Things are a bit different with the asset deal and here the already mentioned transfer of business comes into play. In short, Article 613a BGB reads that if a business or part of a business passes to a new owner, then all employment relationships existing at that time are passed along and such employment relationships cannot be terminated because of such a transfer of business or, if terminated, such termination will be invalid.


And the question in what situation a business or part of a business is deemed to be transferred is to be answered on a case-by-case basis. Either individual (production) areas of a company can be transferred or sometimes alone the transfer of equipment used for operating the company may constitute such a transfer. The decisive keyword is the so-called organisational unit.

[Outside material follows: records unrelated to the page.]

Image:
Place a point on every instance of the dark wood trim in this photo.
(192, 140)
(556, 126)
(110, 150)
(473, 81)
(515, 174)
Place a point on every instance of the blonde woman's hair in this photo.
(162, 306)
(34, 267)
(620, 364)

If such a transfer of business takes place, several aspects should be observed. For example, employees have the right to object. This means that the company must notify the employees of the transfer of business and that they can object to it within one month of the date they receive such information. This is because forcing employees to work for a new employer is prohibited; and this rule applies here because unlike in a share deal, the employer changes as a result of the asset deal.
 

 

The crux of the notification required under article 613a(5) BGB

And the crux sometimes lies precisely in this notification requirement: the hurdles to ensuring the correctness of such a notification letter have now become so big that it sometimes seems almost impossible to formulate it correctly. Employees must be informed of all details of the transaction such as the timing, the reason, the legal, financial and social consequences of the transfer and measures planned to be taken in respect of the employees. Easier said than done. And it can get really complicated if both the seller and the purchaser are bound by collective agreements or have advisory councils and works agreements in place. In this case, employees must be precisely informed what rules will apply to them in the future. In such cases, Article 613a (1) BGB provides for a mechanism that is not crystal clear even after reading the provision several times.

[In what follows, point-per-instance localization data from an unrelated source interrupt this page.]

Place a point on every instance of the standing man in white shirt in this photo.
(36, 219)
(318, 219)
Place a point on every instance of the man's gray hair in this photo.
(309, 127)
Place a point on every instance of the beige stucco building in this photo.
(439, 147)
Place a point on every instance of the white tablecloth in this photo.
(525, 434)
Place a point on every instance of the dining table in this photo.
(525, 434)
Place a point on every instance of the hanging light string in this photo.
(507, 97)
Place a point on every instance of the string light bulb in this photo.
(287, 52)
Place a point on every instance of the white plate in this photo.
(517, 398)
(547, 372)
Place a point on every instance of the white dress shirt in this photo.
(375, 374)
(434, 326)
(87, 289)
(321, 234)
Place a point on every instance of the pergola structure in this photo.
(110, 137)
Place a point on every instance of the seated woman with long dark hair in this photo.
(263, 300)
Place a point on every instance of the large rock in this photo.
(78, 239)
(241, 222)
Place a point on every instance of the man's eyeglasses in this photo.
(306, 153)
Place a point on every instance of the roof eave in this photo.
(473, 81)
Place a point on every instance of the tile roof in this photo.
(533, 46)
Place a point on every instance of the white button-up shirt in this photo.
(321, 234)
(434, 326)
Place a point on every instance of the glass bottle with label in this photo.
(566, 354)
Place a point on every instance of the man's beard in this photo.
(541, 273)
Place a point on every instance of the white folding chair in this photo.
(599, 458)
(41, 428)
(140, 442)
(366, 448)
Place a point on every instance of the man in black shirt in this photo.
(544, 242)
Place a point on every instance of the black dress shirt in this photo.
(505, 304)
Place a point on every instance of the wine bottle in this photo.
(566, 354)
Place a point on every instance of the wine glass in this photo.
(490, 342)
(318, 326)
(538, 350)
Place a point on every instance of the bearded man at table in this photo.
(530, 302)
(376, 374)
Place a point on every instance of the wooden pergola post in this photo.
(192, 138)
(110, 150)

But where is the problem? What damage does an incorrect notification do? Well, an incorrect notification may cause that the above-mentioned deadline for raising objections by employees will not begin to run. And now imagine the following scenario: You want to acquire a certain business unit that is useful to you only if acquired in its entirety with employees working there. Incorrect notification can lead to a situation that employees may still be able to leave long after the transfer by exercising their right to object.
Perhaps, this is rather a theoretical problem and, furthermore, employees should think it through whether to exercise their right of objection because if they do, they go back to their previous employer. But if he has no vacancies to fill – in the end he sold the business – then he can terminate the employee’s employment on the grounds related to the company and such termination will not be held inadmissible due to the transfer of business. Nonetheless, such risk should be taken into account beforehand or, ideally, a correct notification letter should be prepared so that it is clear at least after the one-month deadline for raising objections which employees will work for the purchaser in future.

 

Nothing is impossible

The bottom line is: okay, it's not easy, but it's not impossible, either. Depending on the type of the transaction, the relevant risks and issues should be examined, discussed and resolved in good time beforehand so that there are no unpleasant surprises afterwards and so that, also in the case of a formal issue (as with a transaction), the words of the Hermann Hesse poem "Stages" saying "A magic dwells in each (new) beginning" can come true.